Eva: C’è un’energia positiva, il consenso sul territorio è forte. Creiamo i gruppi di chi vuole effettivamente lavorare qui dentro. La prima cosa è lavorare su gruppi di amici, nuclei familiari che vogliono lavorare e vivere a Mondeggi. In Provincia hanno chiesto una pagina di bozza in tempi stretti perché a giugno la provincia verrà quasi certamente commissariata. Attualmente sul territorio per i GAS e per i mercati locali è molto difficile reperire prodotti di agricoltura contadina, e sta anche aumentando la richiesta. Non tralasciamo l’opportunità della loro apertura.

Davide: All’amministrazione diciamo qual è il nostro scopo (di riprenderci il territorio, con progetti a lungo termine), mentre il progetto ce lo studiamo fra di noi, dobbiamo averlo chiaro fra noi.

Giacomo: Sì per la presentazione della bozza di progetto. Comunque continuiamo con altri lavori, ad esempio iniziamo a potare le viti, e chi sa farlo lo insegna. Io lavoro durante la settimana, ma la domenica ci sarei. Portiamo avanti il progetto e i gruppi, ma nel frattempo continuiamo a lavorare. Fissiamo la prossima domenica di lavoro.

Luca: Se puoi, porta una proposta, un’idea di lavoro la prossima domenica.

Fabrizio: Chiariamoci cosa vogliamo fare e come. Vogliamo scendere al compromesso o scegliere noi? Diamo noi una scadenza. Se a loro non va bene, lo facciamo lo stesso.

Alice: Creiamo una strategia: c’è chi dice una cosa, chi un’altra, creiamo dei gruppi con dei ruoli. Avrà a che fare con le istituzioni chi ne ha le doti, e questi lavorino per armonizzare il rapporto. Ci sarà chi studia il progetto pratico. Iniziamo a fare i progetti e a realizzarli, ma nel frattempo mediamo. 15+15 è un lungo termine. Vogliamo collaborare, condividere, ridistribuire.

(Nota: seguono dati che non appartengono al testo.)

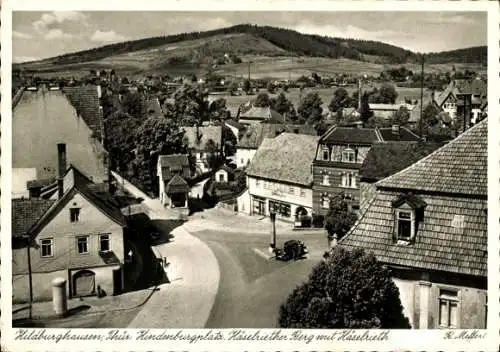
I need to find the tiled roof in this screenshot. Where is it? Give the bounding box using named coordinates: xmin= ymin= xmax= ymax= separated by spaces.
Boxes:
xmin=247 ymin=133 xmax=319 ymax=186
xmin=237 ymin=123 xmax=316 ymax=149
xmin=339 ymin=190 xmax=487 ymax=277
xmin=377 ymin=119 xmax=488 ymax=196
xmin=378 ymin=126 xmax=420 ymax=142
xmin=165 ymin=175 xmax=189 ymax=193
xmin=62 ymin=85 xmax=103 ymax=138
xmin=360 ymin=142 xmax=442 ymax=181
xmin=12 ymin=199 xmax=55 ymax=238
xmin=321 ymin=126 xmax=380 ymax=144
xmin=182 ymin=126 xmax=222 ymax=150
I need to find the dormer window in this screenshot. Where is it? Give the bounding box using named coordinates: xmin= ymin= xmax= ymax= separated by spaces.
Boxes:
xmin=342 ymin=148 xmax=356 ymax=163
xmin=392 ymin=193 xmax=427 ymax=244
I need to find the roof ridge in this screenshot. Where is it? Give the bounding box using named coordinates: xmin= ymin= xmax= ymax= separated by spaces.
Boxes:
xmin=375 ymin=118 xmax=488 ymax=187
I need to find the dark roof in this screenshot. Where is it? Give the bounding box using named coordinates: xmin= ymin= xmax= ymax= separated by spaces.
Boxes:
xmin=320 ymin=126 xmax=381 ymax=144
xmin=62 ymin=85 xmax=103 ymax=138
xmin=158 ymin=154 xmax=190 ymax=181
xmin=360 ymin=142 xmax=442 ymax=181
xmin=378 ymin=126 xmax=420 ymax=142
xmin=182 ymin=126 xmax=222 ymax=150
xmin=246 ymin=133 xmax=319 ymax=186
xmin=339 ymin=191 xmax=488 ymax=277
xmin=377 ymin=119 xmax=488 ymax=196
xmin=12 ymin=199 xmax=55 ymax=238
xmin=165 ymin=175 xmax=189 ymax=193
xmin=237 ymin=123 xmax=316 ymax=149
xmin=26 ymin=177 xmax=56 ymax=189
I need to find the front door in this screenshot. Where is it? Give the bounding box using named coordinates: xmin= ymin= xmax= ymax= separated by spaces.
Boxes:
xmin=73 ymin=270 xmax=95 ymax=296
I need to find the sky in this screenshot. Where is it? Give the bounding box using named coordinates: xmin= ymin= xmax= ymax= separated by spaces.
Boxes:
xmin=12 ymin=11 xmax=487 ymax=62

Creiamo un gruppo di lavoro di chi vuol riabitare Mondeggi.

Luca: Chi è interessato a partecipare attivamente venga domenica prossima.

Emiliano: Domenica prossima tiriamo fuori il gruppo di chi si mette in prima linea nel progetto di vita completo, non solo per riabitare, un nucleo fondamentale che inizi ad incontrarsi una o più volte la settimana. Se con la Provincia c’è la possibilità di metter una zeppa con una pagina di progetto, mettiamocela, senza scendere a compromessi. Il nucleo lavori sul progetto, sulle idee, che vengono poi condivisi in assemblea.

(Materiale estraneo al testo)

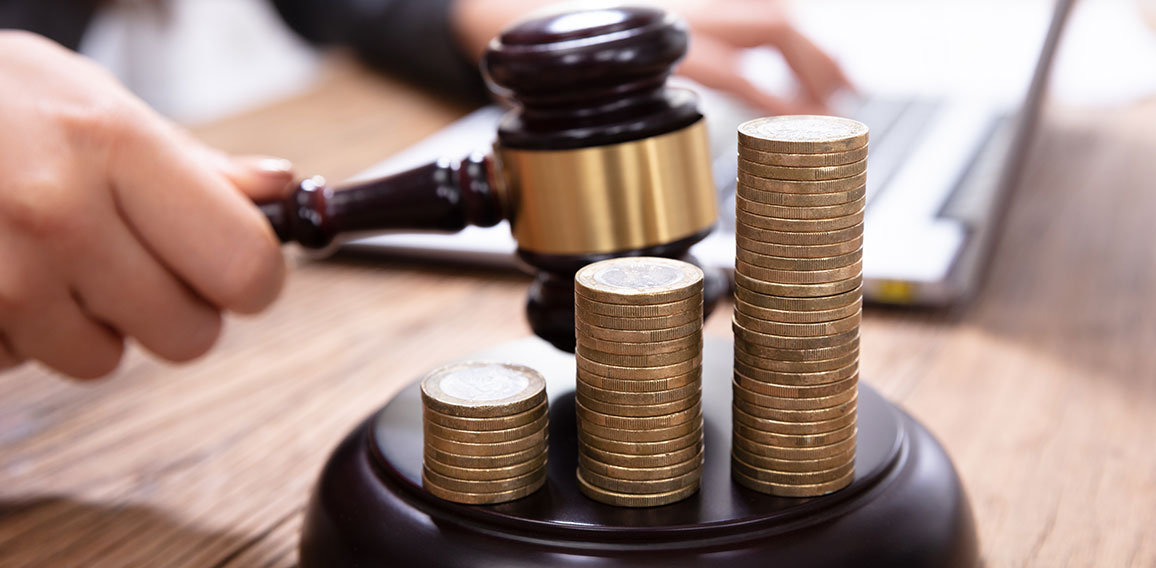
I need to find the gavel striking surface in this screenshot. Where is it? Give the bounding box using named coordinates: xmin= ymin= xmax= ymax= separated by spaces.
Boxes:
xmin=301 ymin=339 xmax=978 ymax=568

Roberto: Ci sono tante cose che è necessario elaborare insieme, che l’assemblea condivida. Mondeggi comeopportunità di attività e di abitazione, ma anche come esempio di un nuovo modo di stare sul territorio. Con dei gruppi di disoccupati lavoreremo su altri olivi qui a Mondeggi: chi vuole sostenerci è il benvenuto.

Ottavio: Il movimento dei contadini a livello mondiale sostiene che il cibo non è una merce, la sovranità alimentare (perché l’autodeterminazione sia non di gruppo bensì sociale), e la ricostruzione degli usi civici. Teniamo presenti questi punti sostenuti a livello mondiale e facciamoli anche nostri.

Massimo: Le cose che sono state dette oggi non sono in contrapposizione fra loro, ci sono delle piccole divergenze ma tutti condividiamo i punti cardine della nostra azione e la nostra visione di Mondeggi nel futuro. Dipenderà dalla nostra maturità riuscire a trovare la sintesi delle piccole divergenze emerse. Ricordiamoci che le contrapposizioni non sono dentro al nostro gruppo, che deve restare unito e compatto, la contrapposizione è con chi vuole vendere.

Grazie a Tutti da Tutti per essere rimasti tutto il giorno al vento e al freddo che ci ha accompagnatonella giornata, un sentito grazie ai bravissimi musici e poeti.